Once, I was going to participate in a business competition of the company, and the child directly handed me a bottle of Master Kong's ice candy Sydney pear bottle, which I looked at and said: Hang straight to the clouds and sails to the sea. It seems that children's understanding of poetry is getting deeper and deeper, and they have learned to borrow poetry to encourage others, and I am not to mention how pleased I am as a mother. It seems that the small props are used correctly, but the effect is much greater than the encouragement of words

05

Companionship is another form of encouragement

Many children are not confident, not only because of the lack of parental encouragement, but also because of the lack of intimate relationships with parents. The child can not get intimate relationships from the parents, and he cannot get trust and security, so his defensive spirit is often very heavy, and the defensive heart is heavy, which is a manifestation of unconfidence. It is also difficult for children to establish trust and intimate relationships with others when they go to society, and it is difficult to obtain high-quality friendship and love.

Therefore, parents should accompany their children more, understand and tolerate children more, and naturally cultivate children's sense of intimacy with their parents. Usually play with children more, and when playing to relax and be happy, the purpose of education is weak, we do not give too many other educational functions to accompany children.
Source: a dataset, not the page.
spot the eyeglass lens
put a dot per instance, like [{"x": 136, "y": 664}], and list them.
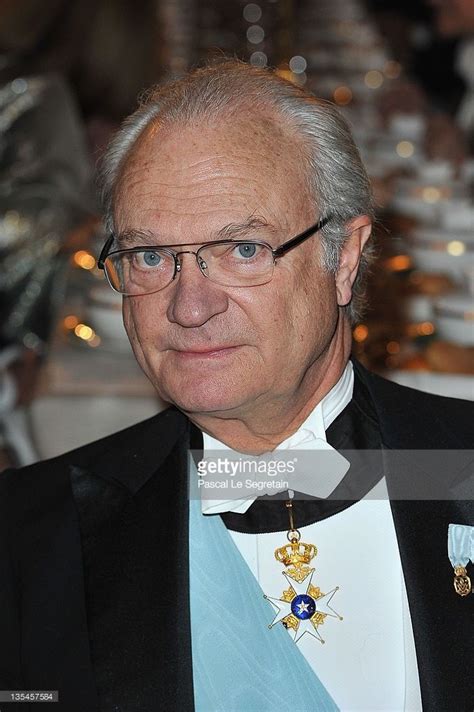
[{"x": 231, "y": 264}]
It is best to entertain and educate, such as watching some educational animations with children, which not only accompanies the child, but also allows the child to learn things invisibly, and the child does not feel educated.

When I recently played with my child, I accompanied him to see the cute animation of Agorunge, which not only has a cute cartoon image, but also allows children to experience the cute poetic collision through the millennium, the child has learned a lot of poetry unconsciously, and we have also spent a good parent-child time, which is really praised.

06

Encourage the child with some kind of small title

Children, they all like to listen to praise words, good words, such as when children do not want to eat, I will say: "Good children should be obedient, good children must eat well." As soon as he heard the title of "good boy," he would sit down and eat. That's the magic of small titles.

This is a small title that I give directly to my child, and I can also pass some tests or tests to let the child get the small title by himself, so that the effect of encouragement will be doubled. For example, let the child scan the bottle of Master Kong's ice candy Sydney beautiful word bottle into the word game, and after watching the magic poems of Qing Age and Runge, you can start answering questions by yourself and get the title of poetry, which can also encourage and stimulate children's interest in poetry.

Encouragement is a technical job, far less simple than we think. To be a good mother, start by learning to encourage your child.